Li made the remarks at the closing meeting of the third session of the 13th National People's Congress. President Xi Jinping and other Chinese leaders attended the meeting at the Great Hall of the People in Beijing.
The Civil Code, which will take effect on Jan 1, consists of general provisions, which clarify basic civil rights, duties and principles, and six individual sections on property, contracts, personal rights, marriage and family and inheritance and torts.
Fu Yuhang, a national lawmaker from Sichuan province, showed her enthusiasm after witnessing the birth of the code."I've been following its legislative process in the past few years, as it greatly matters to everyone's work, life and interests," she said.
Fu applauded the part of the code about protection of personal data, regarding it as a legal basis for formulating a law on personal information protection, which is on the legislative agenda for this year.

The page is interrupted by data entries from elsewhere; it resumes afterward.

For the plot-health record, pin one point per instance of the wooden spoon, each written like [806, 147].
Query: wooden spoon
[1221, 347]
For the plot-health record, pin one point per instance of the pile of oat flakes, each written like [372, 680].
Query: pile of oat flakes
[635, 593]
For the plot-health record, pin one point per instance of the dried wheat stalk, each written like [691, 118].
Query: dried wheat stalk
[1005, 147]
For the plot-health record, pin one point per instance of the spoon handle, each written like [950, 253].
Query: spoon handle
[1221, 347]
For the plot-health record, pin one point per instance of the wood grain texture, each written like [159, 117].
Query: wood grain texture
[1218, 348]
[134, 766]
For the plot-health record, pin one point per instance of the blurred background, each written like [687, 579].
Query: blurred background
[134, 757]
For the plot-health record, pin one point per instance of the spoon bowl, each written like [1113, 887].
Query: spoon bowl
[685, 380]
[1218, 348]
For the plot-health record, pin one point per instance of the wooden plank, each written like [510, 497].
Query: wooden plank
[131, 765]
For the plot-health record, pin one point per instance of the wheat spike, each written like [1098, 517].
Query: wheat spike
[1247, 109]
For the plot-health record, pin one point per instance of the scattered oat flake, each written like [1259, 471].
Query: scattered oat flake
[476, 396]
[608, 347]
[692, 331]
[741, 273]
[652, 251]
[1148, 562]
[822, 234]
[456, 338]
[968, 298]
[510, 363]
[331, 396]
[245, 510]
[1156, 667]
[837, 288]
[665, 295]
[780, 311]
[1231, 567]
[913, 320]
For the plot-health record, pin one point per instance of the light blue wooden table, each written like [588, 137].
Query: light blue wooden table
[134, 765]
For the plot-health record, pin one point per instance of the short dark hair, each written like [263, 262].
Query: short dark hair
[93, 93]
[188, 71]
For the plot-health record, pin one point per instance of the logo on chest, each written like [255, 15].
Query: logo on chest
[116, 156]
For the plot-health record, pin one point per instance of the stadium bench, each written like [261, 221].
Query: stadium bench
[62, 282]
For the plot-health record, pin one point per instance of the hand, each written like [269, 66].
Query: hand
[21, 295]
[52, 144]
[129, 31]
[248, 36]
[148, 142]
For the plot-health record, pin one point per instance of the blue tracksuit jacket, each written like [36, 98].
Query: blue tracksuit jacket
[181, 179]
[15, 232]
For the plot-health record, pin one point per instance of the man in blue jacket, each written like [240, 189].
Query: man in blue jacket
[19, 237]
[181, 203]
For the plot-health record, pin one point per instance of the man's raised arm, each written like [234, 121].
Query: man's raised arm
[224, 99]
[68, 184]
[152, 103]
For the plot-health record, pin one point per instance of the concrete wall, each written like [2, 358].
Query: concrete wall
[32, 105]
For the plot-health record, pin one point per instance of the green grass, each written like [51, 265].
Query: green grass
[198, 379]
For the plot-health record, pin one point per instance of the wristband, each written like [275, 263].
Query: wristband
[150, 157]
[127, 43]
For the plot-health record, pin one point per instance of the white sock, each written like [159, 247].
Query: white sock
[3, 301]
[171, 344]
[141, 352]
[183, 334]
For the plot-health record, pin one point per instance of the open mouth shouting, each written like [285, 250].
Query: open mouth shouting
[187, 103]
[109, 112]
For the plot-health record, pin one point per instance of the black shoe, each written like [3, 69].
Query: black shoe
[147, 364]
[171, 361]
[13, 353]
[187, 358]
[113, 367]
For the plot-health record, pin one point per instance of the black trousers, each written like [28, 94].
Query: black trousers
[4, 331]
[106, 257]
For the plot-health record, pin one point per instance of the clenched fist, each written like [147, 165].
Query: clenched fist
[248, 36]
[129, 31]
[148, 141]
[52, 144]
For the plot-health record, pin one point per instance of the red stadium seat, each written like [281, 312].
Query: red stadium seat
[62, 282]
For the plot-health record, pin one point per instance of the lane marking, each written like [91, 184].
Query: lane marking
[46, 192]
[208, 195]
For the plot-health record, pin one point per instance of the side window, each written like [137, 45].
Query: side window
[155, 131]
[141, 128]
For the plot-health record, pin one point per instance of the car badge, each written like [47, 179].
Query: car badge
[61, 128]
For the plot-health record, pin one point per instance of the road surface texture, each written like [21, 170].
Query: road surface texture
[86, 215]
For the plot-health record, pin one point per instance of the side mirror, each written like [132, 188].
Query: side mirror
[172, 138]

Li Jing, another NPC deputy and president of Tianjin High People's Court, said the code demonstrates a "people-centered" approach to legislation. She gave a thumbs-up to the section on personal rights, saying it shows the country is paying greater attention to protecting personal rights and dignity.
Zhang Xinbao, a law professor at Renmin University of China, said a lot of work needs to be done before the Civil Code is enforced.
"Before the code takes effect, we have about six months, and a lot of work awaits us," he said. "For example, the Supreme People's Court should draft, revise and clean up some interpretations on existing civil laws in accordance with the code, while the authorities need to explain the code to the public to ensure it will be effectively implemented.
"Lawyers specializing in dealing with civil cases have much to learn about the code, as the more they know the law, the better they can serve the people," he said.
National legislators also voted to approve a decision on national security legislation for the Hong Kong Special Administrative Region, and the approved resolutions on the Government Work Report and the work reports of the NPC Standing Committee, the Supreme People's Court and the Supreme People's Procuratorate at the closing meeting.
They also passed resolutions on national economic and social development plans as well as on central and local budgets.